Problems arose from the first day the updated FAFSA launched, on Dec. 30. When applications opened, many parents who logged on said they had to wait hours — sometimes days — just to get into the website. Some made it through the glitches, but those without Social Security numbers had no way to proceed at all initially.

Now, after officials resolved some issues, many parents and guardians have been able to verify their identities, but others are still stuck. Some report not being able to link their accounts with their child’s application form or not being able to add their signature. The delays have left many families in limbo who are eager to put down deposits at schools and apply for other aid that requires FAFSA to be completed first.

Adding to the challenges, NCAN officials say, are that some households have struggled to find interpreters at the Federal Student Aid office to assist them.
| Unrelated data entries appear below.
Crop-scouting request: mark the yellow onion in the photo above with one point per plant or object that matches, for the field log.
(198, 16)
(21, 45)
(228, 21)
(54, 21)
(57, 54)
While FAFSA forms come in both English and Spanish, parents who speak other languages don’t have alternative options.

The Department of Education said in a statement that it’s aware of the recent glitches preventing people without Social Security numbers from starting or accessing FAFSA since the forms first became available. The department has made updates allowing some people to complete their applications, but it acknowledged other issues remain and said it’s working to resolve those that are still causing delays.

Depending on where parents and students are in the process, officials advice different courses of action. Rodriguez said she was told to sit tight and that a fix was coming soon.

More partial fixes were released last weekend, said MorraLee Keller, senior director of strategic programming at NCAN, but their effectiveness may vary from one applicant to the next.

“What will be confusing to families is to understand sort of where they’re out on the continuum,” she said. “How do you finish what you started is the confusing piece to the families now.”

Elizabeth Ortiz’s son, Ulises, is in his second year studying kinesiology at El Paso Community College but hopes to transfer to the University of Texas at El Paso this fall. While her son is a U.S. citizen, Ortiz, a resident of Juarez, Mexico, said she has spent over three months hoping to get help with the application. She was able to confirm her identity with the agency last weekend but still hasn’t been able to submit FAFSA form completely, she said.

Sending her son to UTEP would cost more than twice what her household pays for the community college, Ortiz said, and she fears Ulises will have to pick up more work than he already does to afford a four-year school.

“We spent days trying, hours waiting for someone to answer us with every call,” she said. “It is quite frustrating.”